Сядь, Державин, развалися, —

Ты у нас хитрее лиса,

И татарского кумыса

Твой початок не прокис.

Можно сказать, что в Державине было что‐то дикое, как в царе Петре и в самой русской жизни, вздыбленной самодержавной десницей. И восьмистишие его, конечно, великолепно, но мысль проста («умом был прям, а душою прост», пишет Ходасевич), к тому же, заимствована, и это мысль языческая. Ужас перед всевластием смерти – языческий ужас. Феогнид из Мегары писал в 6‐ом веке д.н.э.:

Вовсе на свет не родиться – для смертного лучшая доля,

Жгучего солнца лучей слаще не видеть совсем.
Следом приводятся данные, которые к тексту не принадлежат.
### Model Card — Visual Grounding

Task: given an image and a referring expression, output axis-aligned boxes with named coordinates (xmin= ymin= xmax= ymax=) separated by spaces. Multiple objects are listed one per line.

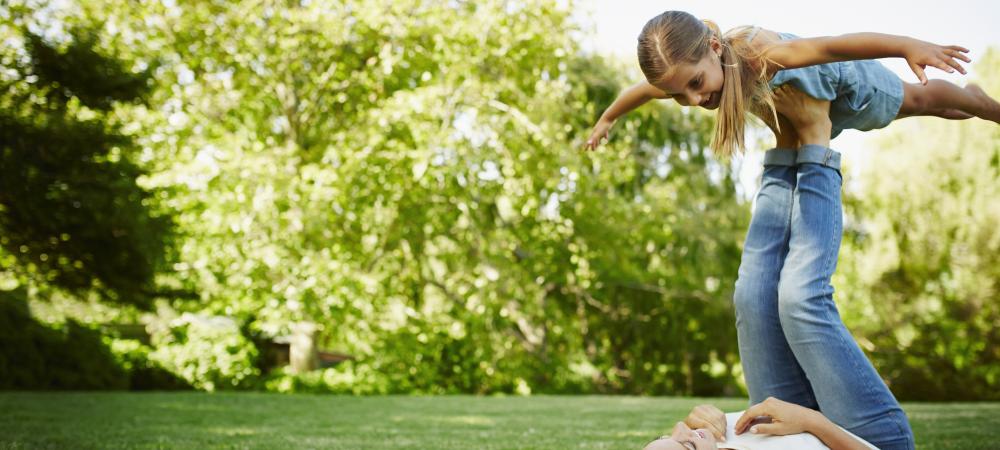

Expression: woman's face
xmin=644 ymin=422 xmax=719 ymax=450
xmin=654 ymin=39 xmax=724 ymax=109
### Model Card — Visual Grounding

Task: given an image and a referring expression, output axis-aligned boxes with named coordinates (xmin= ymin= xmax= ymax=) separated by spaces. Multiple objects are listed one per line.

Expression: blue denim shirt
xmin=770 ymin=33 xmax=903 ymax=137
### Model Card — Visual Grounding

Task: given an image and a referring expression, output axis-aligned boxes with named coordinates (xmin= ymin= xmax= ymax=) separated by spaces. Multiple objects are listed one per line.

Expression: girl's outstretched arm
xmin=764 ymin=33 xmax=972 ymax=84
xmin=584 ymin=81 xmax=668 ymax=150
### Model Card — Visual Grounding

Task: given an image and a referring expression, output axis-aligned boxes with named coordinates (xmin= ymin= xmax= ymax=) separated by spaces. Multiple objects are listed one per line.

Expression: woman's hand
xmin=733 ymin=397 xmax=822 ymax=436
xmin=583 ymin=118 xmax=615 ymax=150
xmin=903 ymin=39 xmax=972 ymax=84
xmin=684 ymin=405 xmax=726 ymax=442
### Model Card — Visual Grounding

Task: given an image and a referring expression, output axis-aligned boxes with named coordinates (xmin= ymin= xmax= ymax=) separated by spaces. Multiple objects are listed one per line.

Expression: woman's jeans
xmin=733 ymin=145 xmax=914 ymax=450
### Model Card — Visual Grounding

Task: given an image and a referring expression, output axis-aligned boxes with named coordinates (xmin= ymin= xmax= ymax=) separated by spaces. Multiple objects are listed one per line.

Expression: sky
xmin=577 ymin=0 xmax=1000 ymax=193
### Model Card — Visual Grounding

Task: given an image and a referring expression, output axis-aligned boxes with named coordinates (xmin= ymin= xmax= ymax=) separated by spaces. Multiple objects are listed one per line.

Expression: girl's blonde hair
xmin=638 ymin=11 xmax=778 ymax=157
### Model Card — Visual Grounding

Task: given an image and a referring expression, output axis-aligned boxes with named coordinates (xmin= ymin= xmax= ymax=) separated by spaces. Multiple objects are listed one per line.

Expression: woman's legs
xmin=733 ymin=149 xmax=817 ymax=409
xmin=780 ymin=145 xmax=914 ymax=450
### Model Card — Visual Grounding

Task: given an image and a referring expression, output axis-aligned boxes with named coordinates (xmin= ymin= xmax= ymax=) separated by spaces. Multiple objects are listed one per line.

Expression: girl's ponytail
xmin=708 ymin=24 xmax=778 ymax=157
xmin=636 ymin=11 xmax=777 ymax=157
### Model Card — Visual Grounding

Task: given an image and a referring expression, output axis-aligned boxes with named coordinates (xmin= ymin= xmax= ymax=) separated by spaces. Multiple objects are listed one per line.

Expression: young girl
xmin=587 ymin=11 xmax=1000 ymax=450
xmin=586 ymin=11 xmax=1000 ymax=157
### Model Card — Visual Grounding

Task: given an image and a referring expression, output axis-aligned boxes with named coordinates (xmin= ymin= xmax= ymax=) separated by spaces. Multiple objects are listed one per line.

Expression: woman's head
xmin=637 ymin=11 xmax=773 ymax=156
xmin=643 ymin=422 xmax=719 ymax=450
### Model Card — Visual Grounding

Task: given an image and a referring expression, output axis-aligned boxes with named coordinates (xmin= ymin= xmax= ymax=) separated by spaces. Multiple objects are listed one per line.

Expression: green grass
xmin=0 ymin=392 xmax=1000 ymax=449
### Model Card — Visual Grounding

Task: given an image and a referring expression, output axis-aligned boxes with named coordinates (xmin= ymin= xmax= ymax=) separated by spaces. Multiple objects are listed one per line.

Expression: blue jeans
xmin=733 ymin=145 xmax=914 ymax=450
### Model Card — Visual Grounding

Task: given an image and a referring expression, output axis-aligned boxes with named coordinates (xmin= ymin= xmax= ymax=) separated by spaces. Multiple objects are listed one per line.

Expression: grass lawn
xmin=0 ymin=392 xmax=1000 ymax=449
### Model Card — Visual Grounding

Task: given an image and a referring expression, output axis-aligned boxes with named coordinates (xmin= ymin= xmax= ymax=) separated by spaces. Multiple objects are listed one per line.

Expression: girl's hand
xmin=733 ymin=397 xmax=819 ymax=436
xmin=684 ymin=405 xmax=726 ymax=442
xmin=903 ymin=39 xmax=972 ymax=84
xmin=583 ymin=119 xmax=615 ymax=150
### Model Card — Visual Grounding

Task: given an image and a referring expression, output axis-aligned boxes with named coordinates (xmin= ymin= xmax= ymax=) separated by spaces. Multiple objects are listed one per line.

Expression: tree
xmin=837 ymin=49 xmax=1000 ymax=401
xmin=0 ymin=2 xmax=172 ymax=307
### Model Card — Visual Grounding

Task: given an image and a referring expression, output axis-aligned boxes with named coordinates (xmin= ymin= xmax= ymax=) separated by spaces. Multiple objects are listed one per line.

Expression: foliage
xmin=841 ymin=49 xmax=1000 ymax=401
xmin=0 ymin=289 xmax=128 ymax=390
xmin=148 ymin=314 xmax=259 ymax=391
xmin=0 ymin=2 xmax=171 ymax=306
xmin=0 ymin=0 xmax=1000 ymax=399
xmin=68 ymin=0 xmax=746 ymax=393
xmin=109 ymin=339 xmax=191 ymax=391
Если ж родился, спеши к вожделенным воротам Аида:

Сладко в могиле лежать, черной укрывшись землей.

(Перевод А. Пиотровского)

И Европа эпохи Державина – Европа языческая, во всяком случае, Мандельштам считал, что Эпоха Просвещения объята «духом античного беснования»92:

…восемнадцатый век, отвергнув источник света, исторически им унаследованный (читай: христианство – Н.В.), должен был разрешить заново для себя его проблему. И он разрешил ее своеобразно, прорубив окно в им же самим выдуманное язычество, в мнимую античность.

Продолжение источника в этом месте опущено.